Actualisé 23.02.2018 à 09:00

RévélationLa Vaudoise Loane Balthasar, star en devenir

Elle a fait le tour du monde en camping-car avec sa famille. Aujourd’hui, la jeune femme compte bien conquérir la planète grâce à ses talents de comédienne.

par
Julienne Farine

Si le visage de Loane vous dit quelque chose, c’est normal. Cette Vaudoise de 19 ans est l’un des membres de la famille «Sixenroute», ces Vaudois qui sont partis sillonner le monde en camping-car entre 2008 et 2012 et qui ont partagé leur expérience sur leur site et dans un livre. De ses nombreux voyages, des personnes qu’elle a connues sur les routes et de l’expérience qu’elle en a tirée, la jeune femme aurait pu écrire un roman. Elle a préféré se lancer dans la comédie.

Quand elle a choisi de prendre des cours de théâtre, il y a six ans, ce n’était pas parce qu’elle avait toujours rêvé d’être actrice, mais parce qu’elle souhaitait rencontrer des personnes de son âge. «Et puis le chant et la danse, ce n’était pas trop mon truc», avoue-t-elle. Elle a plutôt bien fait. Choisie par la réalisatrice suisse Katharina Wyss pour incarner le personnage principal de «Sarah joue un loup-garou», Loane a reçu le Prix Max Ophüls de la révélation féminine fin janvier à Sarrebruck, en Allemagne. Elle est également nommée au Prix du cinéma suisse dans la catégorie meilleure interprète dans un rôle principal. La cérémonie se déroulera le 23 mars à Zurich. Selon elle, avoir beaucoup voyagé durant son enfance a été une aide précieuse: «Ça m’a permis de me construire sans être influencée par quiconque. Comme je sais qui je suis, je peux me glisser sans problème dans la peau d’une autre.»

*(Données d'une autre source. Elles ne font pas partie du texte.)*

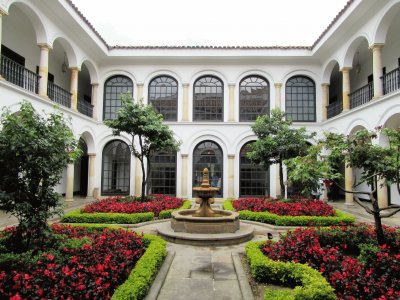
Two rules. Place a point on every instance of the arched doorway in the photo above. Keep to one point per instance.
(208, 154)
(254, 179)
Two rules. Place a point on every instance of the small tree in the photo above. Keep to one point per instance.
(143, 124)
(34, 150)
(375, 161)
(277, 141)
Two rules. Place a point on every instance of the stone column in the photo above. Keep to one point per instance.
(185, 102)
(92, 174)
(325, 100)
(140, 92)
(74, 88)
(346, 88)
(95, 89)
(382, 190)
(2, 13)
(348, 178)
(138, 178)
(377, 69)
(184, 192)
(43, 69)
(69, 190)
(231, 116)
(278, 89)
(231, 176)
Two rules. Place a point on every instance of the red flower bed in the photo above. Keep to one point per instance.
(300, 207)
(375, 274)
(92, 271)
(129, 205)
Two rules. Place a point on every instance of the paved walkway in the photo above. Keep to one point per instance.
(194, 272)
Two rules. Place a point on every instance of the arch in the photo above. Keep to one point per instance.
(391, 10)
(300, 98)
(115, 168)
(253, 179)
(254, 97)
(35, 18)
(208, 99)
(113, 87)
(163, 95)
(209, 154)
(352, 49)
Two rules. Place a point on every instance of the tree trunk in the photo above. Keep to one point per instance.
(283, 188)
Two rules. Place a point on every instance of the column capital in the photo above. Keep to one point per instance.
(45, 46)
(376, 46)
(345, 69)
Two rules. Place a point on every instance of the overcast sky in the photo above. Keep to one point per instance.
(210, 22)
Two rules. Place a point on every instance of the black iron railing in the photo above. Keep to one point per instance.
(19, 75)
(334, 109)
(362, 95)
(391, 81)
(58, 94)
(85, 108)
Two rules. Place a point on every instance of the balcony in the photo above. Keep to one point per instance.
(362, 95)
(19, 75)
(334, 109)
(391, 81)
(85, 108)
(58, 94)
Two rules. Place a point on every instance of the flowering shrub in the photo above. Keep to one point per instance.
(300, 207)
(375, 278)
(92, 269)
(131, 206)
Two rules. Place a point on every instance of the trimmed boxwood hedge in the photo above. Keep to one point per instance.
(142, 276)
(166, 214)
(309, 283)
(269, 218)
(77, 216)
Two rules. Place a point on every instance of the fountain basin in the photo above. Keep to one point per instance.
(221, 222)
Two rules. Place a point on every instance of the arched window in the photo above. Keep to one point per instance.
(115, 169)
(300, 99)
(163, 95)
(163, 174)
(113, 88)
(208, 154)
(208, 99)
(254, 179)
(253, 98)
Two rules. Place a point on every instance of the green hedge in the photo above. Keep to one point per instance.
(269, 218)
(166, 214)
(309, 283)
(76, 216)
(142, 276)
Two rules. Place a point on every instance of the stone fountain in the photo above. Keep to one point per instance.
(205, 219)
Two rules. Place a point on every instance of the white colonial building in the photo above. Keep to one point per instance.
(347, 80)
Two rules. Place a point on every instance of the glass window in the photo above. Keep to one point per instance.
(113, 88)
(208, 99)
(208, 154)
(115, 169)
(163, 174)
(300, 99)
(254, 179)
(163, 95)
(253, 98)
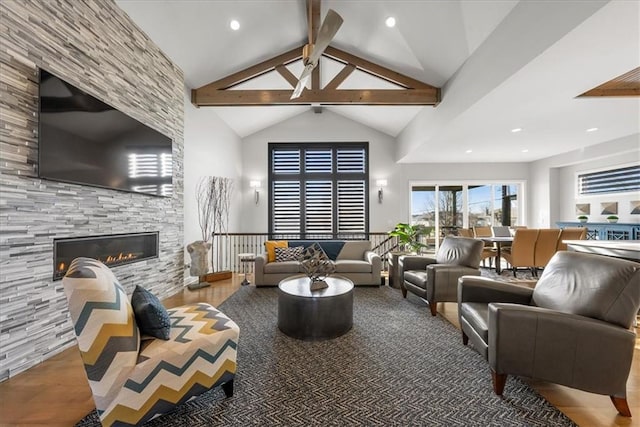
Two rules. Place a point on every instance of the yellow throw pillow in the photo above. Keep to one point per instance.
(271, 246)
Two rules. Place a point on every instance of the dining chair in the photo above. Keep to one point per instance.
(570, 233)
(501, 231)
(522, 250)
(489, 251)
(545, 248)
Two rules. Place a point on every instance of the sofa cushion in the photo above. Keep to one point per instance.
(352, 266)
(590, 285)
(460, 251)
(282, 267)
(151, 316)
(354, 250)
(271, 245)
(289, 254)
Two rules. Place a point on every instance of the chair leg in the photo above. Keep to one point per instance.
(621, 405)
(433, 306)
(498, 380)
(228, 388)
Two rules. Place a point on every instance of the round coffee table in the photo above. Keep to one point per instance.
(323, 314)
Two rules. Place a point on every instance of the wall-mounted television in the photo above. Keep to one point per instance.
(83, 140)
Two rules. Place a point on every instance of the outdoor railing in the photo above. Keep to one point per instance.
(228, 247)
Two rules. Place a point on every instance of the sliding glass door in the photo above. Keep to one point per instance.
(446, 207)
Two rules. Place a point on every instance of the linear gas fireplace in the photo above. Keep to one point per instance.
(112, 250)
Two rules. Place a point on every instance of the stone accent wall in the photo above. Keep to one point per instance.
(94, 45)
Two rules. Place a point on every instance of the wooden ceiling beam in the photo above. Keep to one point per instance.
(376, 69)
(254, 71)
(633, 92)
(313, 11)
(221, 98)
(313, 20)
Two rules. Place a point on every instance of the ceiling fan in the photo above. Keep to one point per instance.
(311, 53)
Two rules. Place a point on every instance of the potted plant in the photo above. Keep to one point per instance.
(408, 236)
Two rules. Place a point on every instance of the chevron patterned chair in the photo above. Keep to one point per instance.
(133, 381)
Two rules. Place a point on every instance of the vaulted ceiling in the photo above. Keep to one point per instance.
(501, 64)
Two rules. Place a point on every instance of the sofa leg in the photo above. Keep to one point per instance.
(499, 380)
(433, 306)
(228, 388)
(621, 405)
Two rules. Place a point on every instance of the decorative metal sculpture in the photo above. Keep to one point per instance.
(317, 265)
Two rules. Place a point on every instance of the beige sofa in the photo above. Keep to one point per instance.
(352, 259)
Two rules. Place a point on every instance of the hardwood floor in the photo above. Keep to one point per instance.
(56, 392)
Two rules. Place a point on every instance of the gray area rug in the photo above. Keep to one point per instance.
(398, 366)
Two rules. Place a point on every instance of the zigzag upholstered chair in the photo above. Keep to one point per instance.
(133, 382)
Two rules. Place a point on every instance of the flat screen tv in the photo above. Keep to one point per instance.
(83, 140)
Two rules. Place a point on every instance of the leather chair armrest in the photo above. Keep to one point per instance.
(442, 280)
(373, 258)
(485, 290)
(560, 348)
(258, 271)
(414, 262)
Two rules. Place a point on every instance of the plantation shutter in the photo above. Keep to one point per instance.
(610, 181)
(318, 191)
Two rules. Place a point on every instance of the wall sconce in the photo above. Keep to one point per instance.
(256, 188)
(381, 183)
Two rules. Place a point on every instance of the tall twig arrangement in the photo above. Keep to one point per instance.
(213, 194)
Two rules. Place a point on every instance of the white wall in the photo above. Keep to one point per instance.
(211, 148)
(330, 127)
(553, 182)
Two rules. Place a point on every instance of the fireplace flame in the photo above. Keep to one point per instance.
(119, 258)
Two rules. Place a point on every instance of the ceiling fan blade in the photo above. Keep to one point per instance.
(302, 81)
(330, 26)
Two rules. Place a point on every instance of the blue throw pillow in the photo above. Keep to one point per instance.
(151, 316)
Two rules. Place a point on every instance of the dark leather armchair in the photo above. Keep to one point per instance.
(572, 329)
(436, 279)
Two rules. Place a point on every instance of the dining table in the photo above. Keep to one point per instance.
(499, 242)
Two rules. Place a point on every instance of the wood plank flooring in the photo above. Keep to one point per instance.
(56, 392)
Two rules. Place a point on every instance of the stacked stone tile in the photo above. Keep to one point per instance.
(95, 46)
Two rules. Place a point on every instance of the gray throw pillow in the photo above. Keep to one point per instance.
(151, 316)
(289, 254)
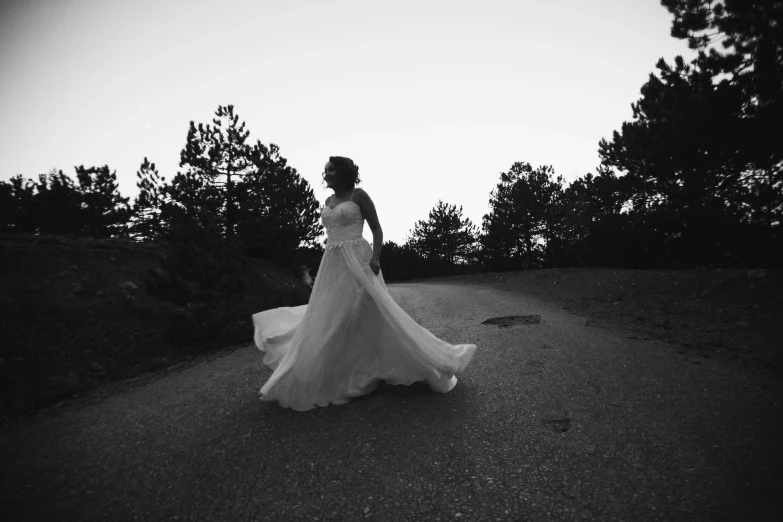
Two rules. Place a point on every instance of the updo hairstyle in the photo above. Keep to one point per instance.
(347, 170)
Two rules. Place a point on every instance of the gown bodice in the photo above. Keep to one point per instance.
(344, 222)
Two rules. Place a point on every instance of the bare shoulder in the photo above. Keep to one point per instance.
(360, 196)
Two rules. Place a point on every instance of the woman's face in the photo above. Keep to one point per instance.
(330, 175)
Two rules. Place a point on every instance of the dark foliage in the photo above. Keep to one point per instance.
(200, 274)
(105, 211)
(147, 223)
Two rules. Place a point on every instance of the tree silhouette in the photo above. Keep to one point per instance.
(216, 157)
(277, 209)
(445, 238)
(19, 215)
(742, 41)
(57, 204)
(683, 159)
(523, 217)
(105, 211)
(147, 224)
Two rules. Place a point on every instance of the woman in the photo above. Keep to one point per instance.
(351, 335)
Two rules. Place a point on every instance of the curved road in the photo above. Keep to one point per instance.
(551, 421)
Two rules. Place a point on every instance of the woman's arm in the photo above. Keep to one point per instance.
(362, 199)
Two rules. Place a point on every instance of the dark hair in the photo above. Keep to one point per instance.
(347, 170)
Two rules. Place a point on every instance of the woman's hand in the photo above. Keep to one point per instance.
(375, 266)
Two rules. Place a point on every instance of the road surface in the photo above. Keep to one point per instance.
(555, 420)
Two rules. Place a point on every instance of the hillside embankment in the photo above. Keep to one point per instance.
(76, 314)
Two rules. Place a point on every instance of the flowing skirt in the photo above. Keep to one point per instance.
(349, 337)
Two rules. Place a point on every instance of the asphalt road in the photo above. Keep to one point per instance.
(552, 421)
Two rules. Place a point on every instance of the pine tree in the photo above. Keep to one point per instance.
(522, 217)
(277, 209)
(217, 157)
(58, 204)
(105, 211)
(20, 214)
(445, 238)
(147, 224)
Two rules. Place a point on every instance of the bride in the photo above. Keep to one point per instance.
(351, 335)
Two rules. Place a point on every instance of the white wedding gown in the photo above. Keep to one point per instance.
(351, 335)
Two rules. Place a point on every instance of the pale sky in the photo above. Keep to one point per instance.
(432, 99)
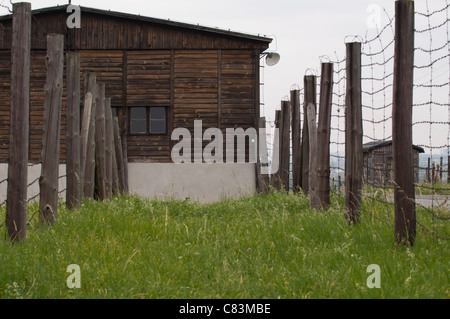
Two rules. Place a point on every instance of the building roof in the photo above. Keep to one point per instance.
(162, 22)
(368, 147)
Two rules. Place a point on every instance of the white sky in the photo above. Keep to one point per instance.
(303, 31)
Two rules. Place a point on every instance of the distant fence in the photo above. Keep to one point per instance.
(376, 75)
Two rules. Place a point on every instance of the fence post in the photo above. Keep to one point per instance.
(276, 152)
(48, 181)
(310, 88)
(109, 148)
(73, 158)
(16, 205)
(263, 178)
(404, 193)
(285, 144)
(353, 134)
(100, 142)
(88, 136)
(313, 195)
(119, 155)
(324, 134)
(296, 139)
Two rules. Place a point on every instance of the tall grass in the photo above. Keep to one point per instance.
(269, 246)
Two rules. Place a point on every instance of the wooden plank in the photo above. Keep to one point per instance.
(48, 182)
(285, 144)
(109, 149)
(310, 97)
(16, 206)
(119, 155)
(296, 139)
(353, 134)
(88, 150)
(100, 143)
(314, 199)
(324, 134)
(73, 167)
(404, 193)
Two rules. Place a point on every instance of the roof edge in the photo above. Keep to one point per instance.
(168, 22)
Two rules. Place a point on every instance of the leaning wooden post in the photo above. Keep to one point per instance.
(314, 199)
(48, 181)
(310, 88)
(404, 193)
(276, 154)
(100, 142)
(296, 139)
(119, 155)
(324, 134)
(88, 136)
(73, 169)
(285, 144)
(109, 148)
(264, 161)
(353, 134)
(16, 205)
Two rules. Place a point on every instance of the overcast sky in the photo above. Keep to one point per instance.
(303, 31)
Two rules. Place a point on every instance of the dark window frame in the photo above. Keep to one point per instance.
(148, 120)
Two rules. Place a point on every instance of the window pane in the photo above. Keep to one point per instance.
(138, 127)
(114, 111)
(158, 120)
(158, 113)
(138, 113)
(157, 127)
(138, 122)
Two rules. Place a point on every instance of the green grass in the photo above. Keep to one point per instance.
(261, 247)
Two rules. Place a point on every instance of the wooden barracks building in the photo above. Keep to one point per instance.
(161, 75)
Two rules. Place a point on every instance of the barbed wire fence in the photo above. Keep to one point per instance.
(431, 114)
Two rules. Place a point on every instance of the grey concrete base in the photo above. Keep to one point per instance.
(198, 182)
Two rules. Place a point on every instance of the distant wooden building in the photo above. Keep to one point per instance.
(378, 162)
(160, 74)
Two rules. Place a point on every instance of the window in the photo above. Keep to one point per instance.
(114, 111)
(138, 123)
(148, 120)
(157, 120)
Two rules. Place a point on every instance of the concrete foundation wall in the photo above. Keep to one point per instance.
(199, 182)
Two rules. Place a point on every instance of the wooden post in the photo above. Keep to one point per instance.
(16, 206)
(109, 148)
(324, 134)
(404, 194)
(313, 195)
(100, 142)
(48, 181)
(119, 155)
(296, 139)
(73, 143)
(276, 153)
(285, 144)
(310, 88)
(88, 136)
(353, 134)
(264, 162)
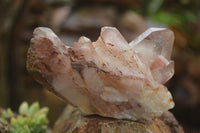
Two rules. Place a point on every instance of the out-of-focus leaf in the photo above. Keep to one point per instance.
(154, 6)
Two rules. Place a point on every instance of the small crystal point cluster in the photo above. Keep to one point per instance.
(109, 77)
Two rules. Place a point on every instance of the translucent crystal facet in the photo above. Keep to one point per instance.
(109, 77)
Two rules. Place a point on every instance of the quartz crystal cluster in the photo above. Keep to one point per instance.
(109, 77)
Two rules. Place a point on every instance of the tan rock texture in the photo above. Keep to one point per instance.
(73, 121)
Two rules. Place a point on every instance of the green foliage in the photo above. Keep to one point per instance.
(31, 119)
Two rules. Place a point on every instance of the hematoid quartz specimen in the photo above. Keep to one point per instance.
(109, 77)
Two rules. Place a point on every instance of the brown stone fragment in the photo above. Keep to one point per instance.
(73, 121)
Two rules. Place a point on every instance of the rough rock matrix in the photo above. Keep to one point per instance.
(109, 77)
(73, 121)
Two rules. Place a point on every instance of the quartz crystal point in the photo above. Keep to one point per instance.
(109, 77)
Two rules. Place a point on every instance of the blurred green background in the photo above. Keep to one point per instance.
(71, 19)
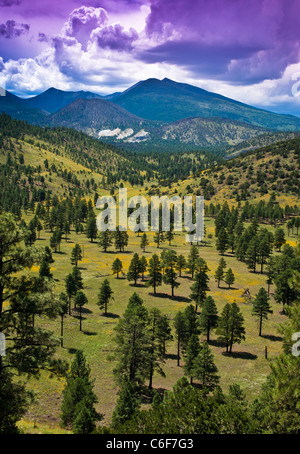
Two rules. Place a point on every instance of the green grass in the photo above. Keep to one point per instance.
(247, 366)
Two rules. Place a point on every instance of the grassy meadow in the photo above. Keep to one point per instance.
(247, 365)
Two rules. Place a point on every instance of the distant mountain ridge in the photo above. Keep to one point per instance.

Très éloignée de son personnage

Ce qui plaît à la Vaudoise dans la comédie, c’est de pouvoir interpréter une personne très différente d’elle. Et c’est un doux euphémisme de dire que Sarah est éloignée de Loane. L’héroïne du long-métrage est une adolescente tourmentée, hypersensible et dérangeante, dont les relations avec son père (incarné par Michel Voïta) sont compliquées. Tout le contraire de mademoiselle Balthasar, qui respire la joie de vivre et qui a toujours été soutenue par ses parents. «Ils m’ont toujours dit: «Si tu veux le faire et que tu y crois, fais-le», dit-elle.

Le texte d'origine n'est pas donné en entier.